In the console these are displayed with the following defaults
Header name Ocp-Apim-Subscription-Key
Query parameter name subscription-key
// Example joining on query string
.kurl.sync (url,"?subscription-key=xyz";`GET;::)
Subscription ID
The subscription ID under API > Subscriptions is not the same as the Subscription ID for your entire organization or company.
It is a subscription ID unique to the client who subscribed to the application.
Azure shared key
A select few Azure services support Header Signing V2 and require a shared key for access, e.g. Azure Storage and Azure Monitor (Logging).
Shared keys allow an application to access a resource and its contained entities. It does not allow general access to the Azure platform.
Providing a shared key is done by calling .kurl.register
.
If you wish to register against a single storage account, a simpler ENV var approach can be used.

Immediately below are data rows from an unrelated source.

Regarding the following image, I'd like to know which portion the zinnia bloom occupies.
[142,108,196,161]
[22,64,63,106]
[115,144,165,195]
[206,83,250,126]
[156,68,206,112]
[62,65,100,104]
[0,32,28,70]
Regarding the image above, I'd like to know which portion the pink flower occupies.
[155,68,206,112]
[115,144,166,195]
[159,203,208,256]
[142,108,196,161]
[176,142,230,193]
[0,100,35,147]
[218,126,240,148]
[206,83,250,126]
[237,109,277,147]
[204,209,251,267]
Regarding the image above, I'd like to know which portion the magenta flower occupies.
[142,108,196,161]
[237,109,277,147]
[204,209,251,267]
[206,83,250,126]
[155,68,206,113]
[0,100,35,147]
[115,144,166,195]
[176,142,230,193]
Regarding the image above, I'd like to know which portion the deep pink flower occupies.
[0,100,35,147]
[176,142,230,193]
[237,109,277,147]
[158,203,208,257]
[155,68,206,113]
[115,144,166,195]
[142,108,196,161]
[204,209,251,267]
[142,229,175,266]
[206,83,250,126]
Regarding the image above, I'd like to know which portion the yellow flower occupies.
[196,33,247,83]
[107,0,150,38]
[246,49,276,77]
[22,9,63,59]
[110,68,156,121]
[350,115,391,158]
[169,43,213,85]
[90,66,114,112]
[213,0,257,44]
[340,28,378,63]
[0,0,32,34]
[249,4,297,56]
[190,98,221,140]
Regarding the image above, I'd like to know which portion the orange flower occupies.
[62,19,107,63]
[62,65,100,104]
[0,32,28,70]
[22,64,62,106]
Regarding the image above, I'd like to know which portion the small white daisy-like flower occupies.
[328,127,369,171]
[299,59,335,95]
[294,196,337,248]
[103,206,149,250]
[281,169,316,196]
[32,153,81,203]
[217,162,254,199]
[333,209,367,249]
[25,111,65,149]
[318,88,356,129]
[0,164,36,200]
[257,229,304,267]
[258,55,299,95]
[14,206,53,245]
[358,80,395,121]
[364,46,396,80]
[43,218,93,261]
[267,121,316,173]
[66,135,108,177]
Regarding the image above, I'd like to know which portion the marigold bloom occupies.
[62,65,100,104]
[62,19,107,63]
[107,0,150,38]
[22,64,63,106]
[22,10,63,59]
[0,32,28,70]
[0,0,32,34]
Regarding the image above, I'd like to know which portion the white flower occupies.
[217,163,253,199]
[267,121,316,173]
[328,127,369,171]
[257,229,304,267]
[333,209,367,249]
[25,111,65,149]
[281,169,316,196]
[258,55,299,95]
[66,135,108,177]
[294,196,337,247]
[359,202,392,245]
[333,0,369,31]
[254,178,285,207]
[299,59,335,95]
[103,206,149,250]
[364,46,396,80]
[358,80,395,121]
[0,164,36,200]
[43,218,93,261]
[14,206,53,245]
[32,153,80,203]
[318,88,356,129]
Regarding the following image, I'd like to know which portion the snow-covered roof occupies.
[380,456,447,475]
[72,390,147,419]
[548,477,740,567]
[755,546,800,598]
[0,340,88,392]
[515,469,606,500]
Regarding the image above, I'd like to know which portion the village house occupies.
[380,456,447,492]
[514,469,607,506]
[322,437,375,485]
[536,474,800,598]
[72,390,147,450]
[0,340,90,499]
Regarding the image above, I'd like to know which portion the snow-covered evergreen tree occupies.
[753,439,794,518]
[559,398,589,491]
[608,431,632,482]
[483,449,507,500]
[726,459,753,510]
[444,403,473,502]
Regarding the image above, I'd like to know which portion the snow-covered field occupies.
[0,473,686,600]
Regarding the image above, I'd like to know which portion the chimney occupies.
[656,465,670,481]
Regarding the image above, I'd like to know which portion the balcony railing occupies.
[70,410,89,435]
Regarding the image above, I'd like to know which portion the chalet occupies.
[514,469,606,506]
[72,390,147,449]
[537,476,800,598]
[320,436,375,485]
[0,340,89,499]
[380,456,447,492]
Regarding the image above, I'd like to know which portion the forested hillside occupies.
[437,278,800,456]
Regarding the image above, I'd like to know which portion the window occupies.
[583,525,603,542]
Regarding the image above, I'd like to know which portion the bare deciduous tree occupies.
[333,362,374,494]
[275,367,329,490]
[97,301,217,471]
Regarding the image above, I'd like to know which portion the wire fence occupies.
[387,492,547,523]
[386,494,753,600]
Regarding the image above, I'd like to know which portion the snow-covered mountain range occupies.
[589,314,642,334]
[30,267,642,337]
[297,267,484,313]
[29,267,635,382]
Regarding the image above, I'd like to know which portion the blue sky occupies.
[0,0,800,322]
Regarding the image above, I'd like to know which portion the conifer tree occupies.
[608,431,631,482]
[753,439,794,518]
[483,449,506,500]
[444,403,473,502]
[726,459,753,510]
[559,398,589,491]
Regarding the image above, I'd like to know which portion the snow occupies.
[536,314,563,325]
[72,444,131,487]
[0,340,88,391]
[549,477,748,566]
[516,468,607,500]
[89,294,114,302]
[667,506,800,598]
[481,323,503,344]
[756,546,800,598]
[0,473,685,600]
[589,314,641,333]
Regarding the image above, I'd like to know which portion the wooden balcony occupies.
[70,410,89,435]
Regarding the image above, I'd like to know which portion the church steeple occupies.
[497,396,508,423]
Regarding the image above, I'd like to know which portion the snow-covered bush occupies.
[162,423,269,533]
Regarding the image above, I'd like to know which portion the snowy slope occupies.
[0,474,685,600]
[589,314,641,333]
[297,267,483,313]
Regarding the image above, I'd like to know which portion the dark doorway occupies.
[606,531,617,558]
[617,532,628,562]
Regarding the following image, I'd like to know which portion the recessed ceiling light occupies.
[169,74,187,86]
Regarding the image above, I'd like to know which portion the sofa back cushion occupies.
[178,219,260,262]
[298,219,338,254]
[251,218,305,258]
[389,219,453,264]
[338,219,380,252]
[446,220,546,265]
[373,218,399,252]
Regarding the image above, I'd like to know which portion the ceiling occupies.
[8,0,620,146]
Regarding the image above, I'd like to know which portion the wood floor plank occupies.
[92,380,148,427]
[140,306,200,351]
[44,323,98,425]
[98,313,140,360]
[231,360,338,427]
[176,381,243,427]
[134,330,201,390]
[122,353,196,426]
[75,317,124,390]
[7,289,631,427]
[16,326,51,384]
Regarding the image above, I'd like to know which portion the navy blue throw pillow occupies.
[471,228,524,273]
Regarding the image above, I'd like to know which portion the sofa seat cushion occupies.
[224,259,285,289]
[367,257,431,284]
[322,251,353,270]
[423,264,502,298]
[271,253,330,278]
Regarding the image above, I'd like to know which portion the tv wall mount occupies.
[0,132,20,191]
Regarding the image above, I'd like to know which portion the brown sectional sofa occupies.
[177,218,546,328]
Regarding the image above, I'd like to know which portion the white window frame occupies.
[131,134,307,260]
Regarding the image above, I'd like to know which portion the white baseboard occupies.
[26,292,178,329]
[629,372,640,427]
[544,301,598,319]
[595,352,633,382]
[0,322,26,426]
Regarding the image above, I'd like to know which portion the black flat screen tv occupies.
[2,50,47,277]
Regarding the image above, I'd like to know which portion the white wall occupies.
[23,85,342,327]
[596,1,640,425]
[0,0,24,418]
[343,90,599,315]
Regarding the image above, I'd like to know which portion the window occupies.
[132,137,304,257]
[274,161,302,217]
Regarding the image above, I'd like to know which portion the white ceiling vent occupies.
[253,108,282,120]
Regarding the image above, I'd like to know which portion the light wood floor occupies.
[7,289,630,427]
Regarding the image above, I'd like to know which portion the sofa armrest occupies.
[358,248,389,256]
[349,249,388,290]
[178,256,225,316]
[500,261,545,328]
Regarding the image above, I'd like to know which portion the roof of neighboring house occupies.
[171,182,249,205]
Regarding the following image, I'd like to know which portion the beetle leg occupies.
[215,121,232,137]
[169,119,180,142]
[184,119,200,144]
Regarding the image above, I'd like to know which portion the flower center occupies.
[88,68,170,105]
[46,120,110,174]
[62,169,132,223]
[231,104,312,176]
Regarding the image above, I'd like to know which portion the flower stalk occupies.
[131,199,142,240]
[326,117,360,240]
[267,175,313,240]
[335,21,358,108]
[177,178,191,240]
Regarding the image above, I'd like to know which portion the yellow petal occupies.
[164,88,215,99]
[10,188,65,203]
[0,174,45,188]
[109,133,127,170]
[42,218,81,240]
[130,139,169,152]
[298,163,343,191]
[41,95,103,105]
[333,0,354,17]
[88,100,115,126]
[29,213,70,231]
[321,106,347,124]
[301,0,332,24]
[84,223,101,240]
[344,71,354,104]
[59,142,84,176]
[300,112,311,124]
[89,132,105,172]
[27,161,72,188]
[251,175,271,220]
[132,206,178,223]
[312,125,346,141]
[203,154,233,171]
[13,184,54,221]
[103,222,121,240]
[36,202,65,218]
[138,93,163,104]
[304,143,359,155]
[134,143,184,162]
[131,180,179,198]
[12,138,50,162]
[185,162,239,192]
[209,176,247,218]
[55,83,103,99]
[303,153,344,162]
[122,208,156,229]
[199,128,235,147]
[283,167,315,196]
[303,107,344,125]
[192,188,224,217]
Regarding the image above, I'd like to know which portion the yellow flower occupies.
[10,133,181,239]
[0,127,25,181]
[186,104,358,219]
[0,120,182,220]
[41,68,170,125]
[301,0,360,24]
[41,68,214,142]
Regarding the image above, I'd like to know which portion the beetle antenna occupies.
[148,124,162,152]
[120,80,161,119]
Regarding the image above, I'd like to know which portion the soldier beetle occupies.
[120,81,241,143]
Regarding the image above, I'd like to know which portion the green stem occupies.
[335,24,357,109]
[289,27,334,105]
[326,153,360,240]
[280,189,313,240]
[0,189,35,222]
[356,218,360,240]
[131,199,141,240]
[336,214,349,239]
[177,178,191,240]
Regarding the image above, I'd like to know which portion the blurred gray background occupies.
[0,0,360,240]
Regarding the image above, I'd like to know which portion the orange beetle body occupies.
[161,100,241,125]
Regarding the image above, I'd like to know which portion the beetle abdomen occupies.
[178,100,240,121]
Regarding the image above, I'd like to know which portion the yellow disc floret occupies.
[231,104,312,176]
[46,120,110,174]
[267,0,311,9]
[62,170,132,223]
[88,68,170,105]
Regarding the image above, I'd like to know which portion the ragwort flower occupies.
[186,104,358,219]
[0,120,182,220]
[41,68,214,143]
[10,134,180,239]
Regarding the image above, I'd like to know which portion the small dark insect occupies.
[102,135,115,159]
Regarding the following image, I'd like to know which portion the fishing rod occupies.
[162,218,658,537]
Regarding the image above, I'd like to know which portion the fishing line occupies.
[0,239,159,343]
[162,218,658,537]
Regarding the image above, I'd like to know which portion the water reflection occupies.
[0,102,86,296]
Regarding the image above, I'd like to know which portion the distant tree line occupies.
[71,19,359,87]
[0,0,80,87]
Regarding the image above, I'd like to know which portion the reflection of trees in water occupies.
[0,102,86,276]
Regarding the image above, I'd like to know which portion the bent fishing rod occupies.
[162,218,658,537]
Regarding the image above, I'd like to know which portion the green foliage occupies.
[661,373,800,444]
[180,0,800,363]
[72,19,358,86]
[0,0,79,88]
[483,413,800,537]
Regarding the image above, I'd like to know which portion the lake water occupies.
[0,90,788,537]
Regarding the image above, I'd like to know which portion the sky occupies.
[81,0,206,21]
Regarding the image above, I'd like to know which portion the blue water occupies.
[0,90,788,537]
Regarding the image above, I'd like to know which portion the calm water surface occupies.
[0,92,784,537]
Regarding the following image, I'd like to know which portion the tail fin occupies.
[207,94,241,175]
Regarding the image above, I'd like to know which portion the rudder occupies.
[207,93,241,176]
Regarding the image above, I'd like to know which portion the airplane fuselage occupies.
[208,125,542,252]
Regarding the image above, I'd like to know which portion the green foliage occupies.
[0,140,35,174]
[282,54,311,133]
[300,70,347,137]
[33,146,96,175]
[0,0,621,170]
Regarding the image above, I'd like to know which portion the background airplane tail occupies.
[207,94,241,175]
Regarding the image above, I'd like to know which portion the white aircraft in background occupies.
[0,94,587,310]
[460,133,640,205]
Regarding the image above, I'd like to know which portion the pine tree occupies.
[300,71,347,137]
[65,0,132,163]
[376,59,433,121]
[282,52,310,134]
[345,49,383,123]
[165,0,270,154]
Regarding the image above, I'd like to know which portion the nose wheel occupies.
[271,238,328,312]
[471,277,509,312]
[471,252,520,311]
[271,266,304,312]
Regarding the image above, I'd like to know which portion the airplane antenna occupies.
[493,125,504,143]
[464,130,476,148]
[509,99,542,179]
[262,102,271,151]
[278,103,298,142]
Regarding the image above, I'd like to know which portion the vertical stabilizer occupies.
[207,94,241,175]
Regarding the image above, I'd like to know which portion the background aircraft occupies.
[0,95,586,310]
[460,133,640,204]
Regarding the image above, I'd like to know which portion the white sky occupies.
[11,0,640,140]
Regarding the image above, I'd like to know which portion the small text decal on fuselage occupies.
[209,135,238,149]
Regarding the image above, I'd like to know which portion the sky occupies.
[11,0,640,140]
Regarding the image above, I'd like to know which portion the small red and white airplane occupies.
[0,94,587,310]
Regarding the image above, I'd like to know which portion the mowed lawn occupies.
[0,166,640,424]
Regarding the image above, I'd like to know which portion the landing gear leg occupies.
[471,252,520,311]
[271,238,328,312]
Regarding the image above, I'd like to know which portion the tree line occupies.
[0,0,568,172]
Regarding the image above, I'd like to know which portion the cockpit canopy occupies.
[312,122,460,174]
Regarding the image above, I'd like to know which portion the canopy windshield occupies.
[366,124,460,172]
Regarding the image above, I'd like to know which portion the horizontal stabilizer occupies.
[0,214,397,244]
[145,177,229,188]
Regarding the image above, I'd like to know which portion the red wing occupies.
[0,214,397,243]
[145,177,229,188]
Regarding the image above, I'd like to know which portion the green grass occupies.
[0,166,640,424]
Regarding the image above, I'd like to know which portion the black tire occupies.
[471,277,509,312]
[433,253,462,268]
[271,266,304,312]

When registering, two lists of headers need specifying:
sign_headers
-
custom
x-ms-
headers Azure wants listed, typically calledCanonocalizedHeaders
variable in examples sign_values
-
standard HTTP header names Azure wants the values signed for, typically part of the
StringToSign
in examples
The headers and values differ for each service:
Azure Monitor Authentication
Azure Storage
Why does Kurl not detect and supply these for you? It is because some headers are optionally omitted from authentication, and we cannot determine what headers Microsoft intends to be required and what are not.
value | desc | example |
---|---|---|
account_name | alias for ID, the Storage account ID (only applies to storage) |
copy from Azure Storage account |
id | Logging workspace ID, Storage account ID, etc. | see below |
shared_key | Azure shared key | copy from Azure (called Primary or Secondary key) |
sign_values | string list of standard headers to include in authentication | ("Content-Length";"Content-Type") |
sign_headers | string list of CanonocalizedHeaders |
enlist "x-ms-date" |
workspace_id | alias for ID, the Logging workspace ID (only applies to logging) |
copy from Azure Logging workspace |
To use an Azure service that supports header signing that is not Logging or Storage, use id
Authorization: SharedKey <id will be here in Azure documentation>:<Signature>
Azure shared key single storage account
You may set environment variables AZURE_STORAGE_ACCOUNT
and AZURE_STORAGE_SHARED_KEY
to have kurl perform registration,
on your behalf, instead of explicitly calling .kurl.register. Setting these variables has the same effect as calling register like so:
account:getenv `AZURE_STORAGE_ACCOUNT;
sk:getenv `AZURE_STORAGE_SHARED_KEY;
sign_headers:("x-ms-date"; "x-ms-version"; "x-ms-blob-type"; "x-ms-copy-source");
sign_values:("Content-Encoding";"Content-Language";"Content-Length";"Content-MD5"; "Content-Type");
sign_values,:("Date"; "If-Modified-Since"; "If-Match"; "If-None-Match"; "If-Unmodified-Since"; "Range");
credInfo:`account_name`shared_key`sign_headers`sign_values!(
account;
sk;
sign_headers;
sign_values);
uri:"https://",account,".blob.core.windows.net";
.kurl.register (`azure; uri; ""; credInfo);
If you wish to communicate with multiple storage accounts, then you should see the above section on shared keys.
If you intend to use any x-ms- headers other than x-ms-date, x-ms-version, x-ms-blob-type, x-ms-copy-source, you must register manually, and update sign_headers accordingly.